Thankfully, a quarter of them found the time to fill in our recent survey, which formed the basis of our report Facing the Future. The survey revealed that almost every council was expecting a near average settlement at around 28% over four years. Half of all respondents thought that this was too steep, and four in five thought that the funding cuts were too steep in the first year.

The scale of cuts is forcing councils to make some very difficult decisions. For example, councils do not believe that they can achieve the necessary staff cuts through natural wastage, with more than three in four respondents believing that forced redundancies will be necessary, and one in three of upper tier councils projecting staff cuts in excess of 20% by 2015/16.

On public services, upper-tier councils predict that adult social care is the service most likely to be severely affected by funding cuts, despite the announcement of additional funding streams worth £2bn by central government. Almost every council will be cutting back a range of non-statutory services too, from libraries to weekly bin collections.

With many services, councils will have to deliver better services for less money, and a salami-slicing, business as usual approach will not suffice. Our survey showed that councils are willing to consider innovative solutions about how to protect front-line services, with nearly three-quarters of Finance Directors saying they are thinking of merging services with other councils, or considering outsourcing service delivery to the private sector (71%), voluntary sector (69%) or community organisations (63%).

The big opportunity for local government came this week from the Localism Bill. The Bill represents a massive leap forward in the Government’s plan to transfer power away from the centre to councils and beyond, to communities. For local authorities, the creation of a General Power of Competence is a truly seismic change, reversing the presumption that local government can only be trusted to do the things that Whitehall allows – instead allowing them to do anything and everything except those things that are specifically prohibited.

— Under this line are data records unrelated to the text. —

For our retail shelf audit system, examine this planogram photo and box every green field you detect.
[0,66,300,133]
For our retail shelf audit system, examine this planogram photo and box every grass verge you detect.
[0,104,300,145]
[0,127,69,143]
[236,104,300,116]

But the big winners from the Bill will be you and me. Giving communities the ability to shape the development of their surroundings is a fantastically exciting step forward for people power, particularly when backed up with the new Community Right to Build, Community Right to Buy and Community Budgets.

Interestingly, our survey showed that there was widespread disappointment that the Community Budget pilots did not go further, highlighting the fact that they offer the potential to genuinely reform local services. This will only be true, however, if they can encompass more services, involve more local people, and be rolled out to more areas as quickly as possible. The removal of ring-fencing too was widely supported, with two-thirds of councils believing that it would act as a tool to make cuts, whilst protecting front-line services.

The Localism Bill has therefore offered councils some of the freedoms they need to tackle the enormous challenge of cutting the deficit. But going forward, there is an even more radical opportunity for local government. The recent Local Growth white paper outlined the Government’s intentions to review business rates next year. Our current project ‘Can Councils Live Without the Formula Grant’ is exploring how, through the re-localisation of business rates, all local councils can be given a huge incentive to grow their economic base and take control over the levers of local funding, including in the most deprived areas of the country.

It is vitally important in the current climate that we give local areas the opportunity to take control of their own destiny, and to provide the right tools to councils and local communities to ensure that every area has an equal opportunity to improve. The system of equalization has failed the very people it was meant to help, and we must now move to a system that helps those areas deal directly with the issues that they face.